Sutherlins, Baird praise community in accepting Ag Hall of Fame awards

Monday, March 12, 2018
Jim Baird (left) was named the 2018 Friend of the Farmer during Ag Day festivities Saturday morning. Meanwhile, Roger and Paula Sutherlin were named the 2018 Farm Family of the Year.
Banner Graphic/Jared Jernagan

To the outsider, the farmer leads a quiet life of solitude.

We have a vision of a man (or woman) alone with his land, his crops, his animals, making his own way in the world.

The newest inductees to the Putnam County Ag Hall of Fame would tell you it’s not quite like that.

In accepting the 2018 awards Saturday during Ag Day festivities, Farm Family of the Year Roger and Paula Sutherlin and Friend of the Farmer Jim Baird made sure to praise the people with whom they’ve been surrounded over their decades of service to Putnam County.

“Putnam County has many, many good families and it’s through those associations we’re able to do what we do,” Roger Sutherlin said.

Baird’s comments were similar.

“I’m very humbled,” Baird said. “The people in this room — it’s a pleasure to know them. Every one of them, in one way or another, has had an influence on my life.”

In Baird’s case, that life has included work for the Cooperative Extension Service as a livestock specialist in Putnam County early in his professional life, as well as remaining an active farmer and businessman in the community.

To introduce Baird, Ag Day Committee member Jenna Nees called him “a friendly face around Putnam County for most of his adult life.”

That friendly nature has served him well more recently, as Baird served two terms as a Putnam County commissioner before serving the last eight years representing all of Putnam County and parts of surrounding counties as District 44 state representative.

In that time, Baird has championed a number of agricultural issues at the state level and he has hopes of carrying that work on to Washington as one of 13 candidates for U.S. Congress District 4.

In a crowd like Saturday’s, though, Baird remains grounded in his Western Indiana roots, discussing the good people of the community for their hard work and common sense that he believes serve the larger world.

“We are very fortunate to live right where we do,” Baird said. “Most people don’t realize we can feed the world.”
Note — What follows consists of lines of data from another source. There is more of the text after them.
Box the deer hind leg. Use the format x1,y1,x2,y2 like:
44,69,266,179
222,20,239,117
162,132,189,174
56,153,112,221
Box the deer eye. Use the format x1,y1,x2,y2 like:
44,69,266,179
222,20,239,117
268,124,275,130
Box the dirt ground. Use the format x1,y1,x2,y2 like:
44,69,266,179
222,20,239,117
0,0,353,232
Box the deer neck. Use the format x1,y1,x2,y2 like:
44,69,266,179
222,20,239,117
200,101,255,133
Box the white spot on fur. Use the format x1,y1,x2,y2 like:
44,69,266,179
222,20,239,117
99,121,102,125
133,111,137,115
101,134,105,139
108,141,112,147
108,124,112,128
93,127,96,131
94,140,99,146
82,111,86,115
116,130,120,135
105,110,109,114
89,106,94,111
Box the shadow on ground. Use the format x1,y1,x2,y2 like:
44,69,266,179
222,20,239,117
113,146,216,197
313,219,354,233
Among those feeding the world since the winter of 1968 is Roger Sutherlin. That was when the Putnam County boy returned home after 2-1/2 years of college to help finish a harvest that was still going in January and February.
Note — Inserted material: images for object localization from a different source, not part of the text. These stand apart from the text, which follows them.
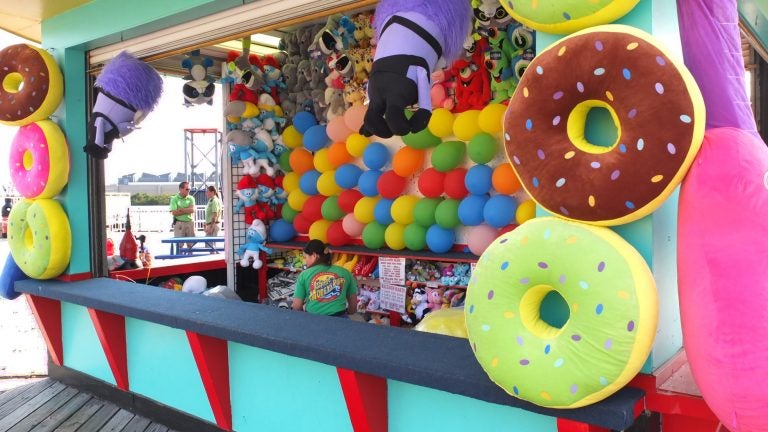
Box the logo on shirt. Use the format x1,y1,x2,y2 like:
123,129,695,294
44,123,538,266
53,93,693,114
308,272,343,303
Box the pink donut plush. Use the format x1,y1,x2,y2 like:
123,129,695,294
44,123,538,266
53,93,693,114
9,120,70,199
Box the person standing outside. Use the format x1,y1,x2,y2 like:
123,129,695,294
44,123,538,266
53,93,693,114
204,186,222,253
292,240,358,317
170,181,196,252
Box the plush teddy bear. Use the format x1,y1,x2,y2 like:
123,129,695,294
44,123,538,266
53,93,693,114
325,88,346,121
238,220,273,269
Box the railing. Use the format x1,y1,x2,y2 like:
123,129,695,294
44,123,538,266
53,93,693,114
107,205,215,233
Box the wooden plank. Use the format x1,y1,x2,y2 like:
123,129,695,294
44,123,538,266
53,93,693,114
99,408,135,432
121,415,152,432
70,402,120,432
0,379,55,412
49,397,106,432
143,424,169,432
0,381,66,429
29,393,92,432
6,386,80,432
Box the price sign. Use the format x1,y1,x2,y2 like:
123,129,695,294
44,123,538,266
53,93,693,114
378,256,405,285
380,283,407,313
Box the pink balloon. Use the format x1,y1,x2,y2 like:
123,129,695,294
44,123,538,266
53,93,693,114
344,105,367,132
342,213,365,237
327,115,353,143
467,224,499,256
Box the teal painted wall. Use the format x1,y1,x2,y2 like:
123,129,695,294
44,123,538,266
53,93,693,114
388,380,557,432
61,302,115,385
125,318,215,424
229,342,353,432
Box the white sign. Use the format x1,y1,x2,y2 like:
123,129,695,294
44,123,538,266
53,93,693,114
380,283,407,313
378,257,406,286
He married Paula the following August and together they bought part of the farming operation and formed a partnership with his father.

Back then, it was two-cylinder John Deer tractors with no two-way radios.

Now Roger is used to “big, comfortable tractors where he does not hesitate to use a cell phone to call or text one of his sons to complain that the auto-steer does not work.”

Fifty years after that winter of 1968, Cedar View Farms is still operating in rural Greencastle, have grown, diversified and even divide.

Roger and Paula’s sons Ron, David and Dean, and even some of the next generation, plays a part in the operation.

“We couldn’t have don’t it without these boys, that’s for sure,” Paula said.

But the praise extends beyond the family.

“The community has been good to us,” Roger said. “It’s been a good life.”

“It is a good life,” Paula gently corrected.